I live by the sea (300 metres from the North Sea) and my engine bay doesn't look like that, and I've not cleaned it in 6 months. It might look like that after a few years 😬😬
 
Nah back yourself. Gotta take the risk every now and then
I did in the end. Decided to take punt. So far so good a week in. So far shocks a bit soggy (soft in corners but jarring over speed bumps if you hit them direct), some life in the tyres but I'm getting ready to sort them, and someone never added the GPS or dab antennas to the alpine headunit so I have FM, cd or Bluetooth audio but no video.

Good news is not too much suspension /steering rattles and the LPG system works but the tank seems very small, need to stick my head under to have a look see.
 
I live by the sea (300 metres from the North Sea) and my engine bay doesn't look like that, and I've not cleaned it in 6 months.
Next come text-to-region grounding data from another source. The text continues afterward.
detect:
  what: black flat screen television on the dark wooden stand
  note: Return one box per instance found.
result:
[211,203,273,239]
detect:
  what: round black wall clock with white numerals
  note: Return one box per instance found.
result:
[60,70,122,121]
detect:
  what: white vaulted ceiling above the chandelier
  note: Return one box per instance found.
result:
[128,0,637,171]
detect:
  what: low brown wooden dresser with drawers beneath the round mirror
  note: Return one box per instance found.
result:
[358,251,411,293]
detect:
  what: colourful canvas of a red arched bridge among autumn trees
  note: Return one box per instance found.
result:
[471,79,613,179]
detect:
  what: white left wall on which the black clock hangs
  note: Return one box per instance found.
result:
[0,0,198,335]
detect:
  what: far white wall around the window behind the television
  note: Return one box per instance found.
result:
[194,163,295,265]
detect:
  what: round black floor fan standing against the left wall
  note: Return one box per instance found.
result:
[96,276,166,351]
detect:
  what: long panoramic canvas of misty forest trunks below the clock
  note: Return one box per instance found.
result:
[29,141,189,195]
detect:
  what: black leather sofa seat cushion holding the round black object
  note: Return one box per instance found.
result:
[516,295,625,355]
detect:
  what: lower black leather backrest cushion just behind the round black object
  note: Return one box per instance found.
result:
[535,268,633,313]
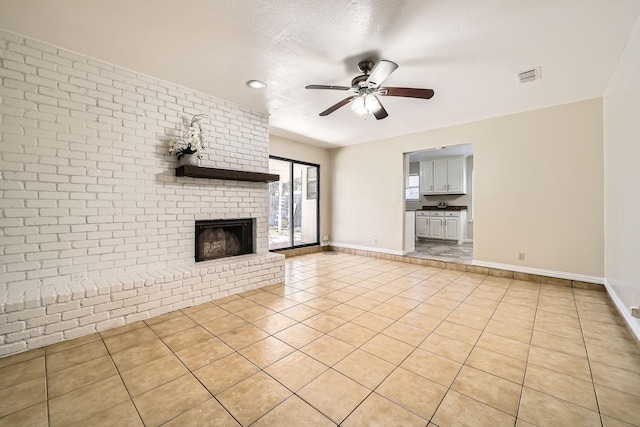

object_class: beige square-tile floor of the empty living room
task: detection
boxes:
[0,253,640,427]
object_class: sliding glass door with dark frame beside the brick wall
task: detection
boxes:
[269,157,320,250]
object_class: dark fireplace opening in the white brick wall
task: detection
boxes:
[196,218,254,262]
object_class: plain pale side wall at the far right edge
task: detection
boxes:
[604,15,640,332]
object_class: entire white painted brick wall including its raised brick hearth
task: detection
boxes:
[0,30,284,355]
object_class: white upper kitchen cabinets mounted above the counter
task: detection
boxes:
[420,157,467,195]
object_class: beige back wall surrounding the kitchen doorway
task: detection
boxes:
[331,98,604,277]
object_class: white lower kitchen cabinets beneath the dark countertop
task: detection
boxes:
[416,210,467,243]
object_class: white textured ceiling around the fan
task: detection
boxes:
[0,0,640,145]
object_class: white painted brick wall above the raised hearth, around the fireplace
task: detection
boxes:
[0,32,269,289]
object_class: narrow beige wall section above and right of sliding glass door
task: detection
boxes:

It might look like that after a few years 😬😬
He mentioned that.

Said they had to buff the headlights with a polisher for the MOT and never got round to cleaning were it spattered under the bonnet from doing the upper lamps just the body.

I might get round to cleaning it. I'm not good at things like engine bay detailing.
 
He mentioned that.

Said they had to buff the headlights with a polisher for the MOT and never got round to cleaning were it spattered under the bonnet from doing the upper lamps just the body.

I might get round to cleaning it. I'm not good at things like engine bay detailing.

Now that explains a lot. Engine bay detailing isn't too bad or that time consuming really. I just use a microfiber and a cleaning compound followed with a silicone based product.